# the dreaded sealant removal



## cheshiregordon (Sep 24, 2011)

Although I've searched the forum I can't quite find advice on removing sealant without damaging the paint work. I'm replacing the none Hymer door stay on my B640 with an original Hymer one., and need to remove the old sealant without damaging the paintwork so the new one fits without any tell-tale marks.
I've scrapped the excess of and am now left with smears. I'm thinking of white spirit and detergent plus scrubbing brush.
Any ideas or advice would be welcome!


----------



## Zebedee (Oct 3, 2007)

Hi Gordon

White spirit, a lot of patience, and use a soft cloth rather than a scrubbing brush. If your van has an aluminium skin you will certainly mark it with a scrubbing brush, and I wouldn't risk it on GRP either!

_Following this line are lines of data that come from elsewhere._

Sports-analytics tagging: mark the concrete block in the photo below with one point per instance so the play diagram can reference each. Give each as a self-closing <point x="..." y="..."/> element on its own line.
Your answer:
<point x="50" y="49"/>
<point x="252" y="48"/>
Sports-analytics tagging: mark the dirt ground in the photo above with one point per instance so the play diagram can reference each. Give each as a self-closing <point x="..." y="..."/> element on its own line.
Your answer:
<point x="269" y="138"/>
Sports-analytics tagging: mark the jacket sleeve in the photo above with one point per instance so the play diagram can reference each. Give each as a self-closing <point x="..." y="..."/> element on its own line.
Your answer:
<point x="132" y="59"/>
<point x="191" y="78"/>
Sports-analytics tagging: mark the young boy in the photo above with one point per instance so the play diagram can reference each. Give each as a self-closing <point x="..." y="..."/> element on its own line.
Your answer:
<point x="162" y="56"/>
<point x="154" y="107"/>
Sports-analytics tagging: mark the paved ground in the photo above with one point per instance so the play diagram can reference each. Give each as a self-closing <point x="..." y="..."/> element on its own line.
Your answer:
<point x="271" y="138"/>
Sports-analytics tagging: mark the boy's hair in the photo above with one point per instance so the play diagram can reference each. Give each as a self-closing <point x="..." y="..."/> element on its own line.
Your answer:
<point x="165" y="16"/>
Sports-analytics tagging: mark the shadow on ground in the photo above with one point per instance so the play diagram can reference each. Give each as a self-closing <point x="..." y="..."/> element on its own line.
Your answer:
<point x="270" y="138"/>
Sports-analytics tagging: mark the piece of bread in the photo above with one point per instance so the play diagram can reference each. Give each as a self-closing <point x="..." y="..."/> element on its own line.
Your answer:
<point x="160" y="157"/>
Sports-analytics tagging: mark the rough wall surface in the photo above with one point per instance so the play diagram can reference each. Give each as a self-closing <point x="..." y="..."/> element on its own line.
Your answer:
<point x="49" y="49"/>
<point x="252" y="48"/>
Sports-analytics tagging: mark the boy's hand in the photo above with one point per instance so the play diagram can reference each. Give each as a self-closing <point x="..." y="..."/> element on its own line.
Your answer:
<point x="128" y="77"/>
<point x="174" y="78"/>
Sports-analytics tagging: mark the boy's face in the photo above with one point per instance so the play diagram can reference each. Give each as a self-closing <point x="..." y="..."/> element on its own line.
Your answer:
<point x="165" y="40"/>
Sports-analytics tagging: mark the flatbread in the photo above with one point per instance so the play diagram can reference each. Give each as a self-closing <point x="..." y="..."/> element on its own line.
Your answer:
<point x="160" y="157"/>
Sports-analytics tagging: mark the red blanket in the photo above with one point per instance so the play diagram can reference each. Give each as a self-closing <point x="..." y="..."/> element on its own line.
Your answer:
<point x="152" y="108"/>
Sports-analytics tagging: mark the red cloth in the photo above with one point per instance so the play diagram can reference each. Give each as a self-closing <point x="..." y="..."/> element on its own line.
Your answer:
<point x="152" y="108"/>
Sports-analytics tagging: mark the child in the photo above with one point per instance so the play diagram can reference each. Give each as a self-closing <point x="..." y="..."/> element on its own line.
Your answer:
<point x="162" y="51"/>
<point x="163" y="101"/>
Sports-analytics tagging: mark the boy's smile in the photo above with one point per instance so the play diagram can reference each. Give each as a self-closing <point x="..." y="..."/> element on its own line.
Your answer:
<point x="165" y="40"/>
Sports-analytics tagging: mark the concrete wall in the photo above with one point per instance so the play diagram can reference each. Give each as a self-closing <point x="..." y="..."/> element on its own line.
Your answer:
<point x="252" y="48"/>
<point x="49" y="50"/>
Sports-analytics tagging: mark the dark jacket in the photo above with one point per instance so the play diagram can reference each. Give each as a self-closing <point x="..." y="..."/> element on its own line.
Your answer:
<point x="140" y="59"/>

Finish off by giving it a good wipe down with meths (or similar) to get the last of the white spirit residue off, and it should be squeaky clean and ready for the new sealant.

Never done it on a motorhome, but several caravans needed the treatment and I always found that patience was the most important ingredient. You can't hurry it, so don't try! Better to keep worrying it. :wink: 

Dave


----------



## spatz1 (May 19, 2011)

i used to buy wipes that were made for sealant removal having fitted kitchen sinks .....
They clean all smears off very quickly , and can usually be bought from any fixings/fastenings company...


----------



## jud (Aug 15, 2009)

cheshiregordon said:


> Although I've searched the forum I can't quite find advice on removing sealant without damaging the paint work. I'm replacing the none Hymer door stay on my B640 with an original Hymer one., and need to remove the old sealant without damaging the paintwork so the new one fits without any tell-tale marks.
> I've scrapped the excess of and am now left with smears. I'm thinking of white spirit and detergent plus scrubbing brush.
> Any ideas or advice would be welcome!


hi chesshiregordon . i do believe there is proper sealant remover available from good d.i.y stores.jud


----------



## Grizzly (May 9, 2005)

Somewhere on MHF there is the advice from Swift on how to remove sealant. This advice was given to those of us who had problems with sticky, dirty sealant on our new vans. Eventually Swift paid for it to be done under warranty but the advice is there somewhere.

G

Edit: This is the advice Swift gave at the time:

_This is our recommended process for cleaning off excess mastic on your vehicles.

1. Remove excess butyl tape with plastic scraper 
2. Clean area around area where the butyl was removed with "simson Prep M or Primer M "(this is a bostik product). 
3. Apply " Simson SSKF ISR 70-03"(this is also a bostik product) and smooth off. 
4. Clean any surplus off with "Concept cleaner formerly known as PDI". 
5. To help masking tape could be utilised around the door to create a clean edge.

Part No 1078221 SSKF ISR 70-03 290ml Tube 
1075903 PREP M 500ml 
1063017 CONCEPT CLEANER 25 Litre _


----------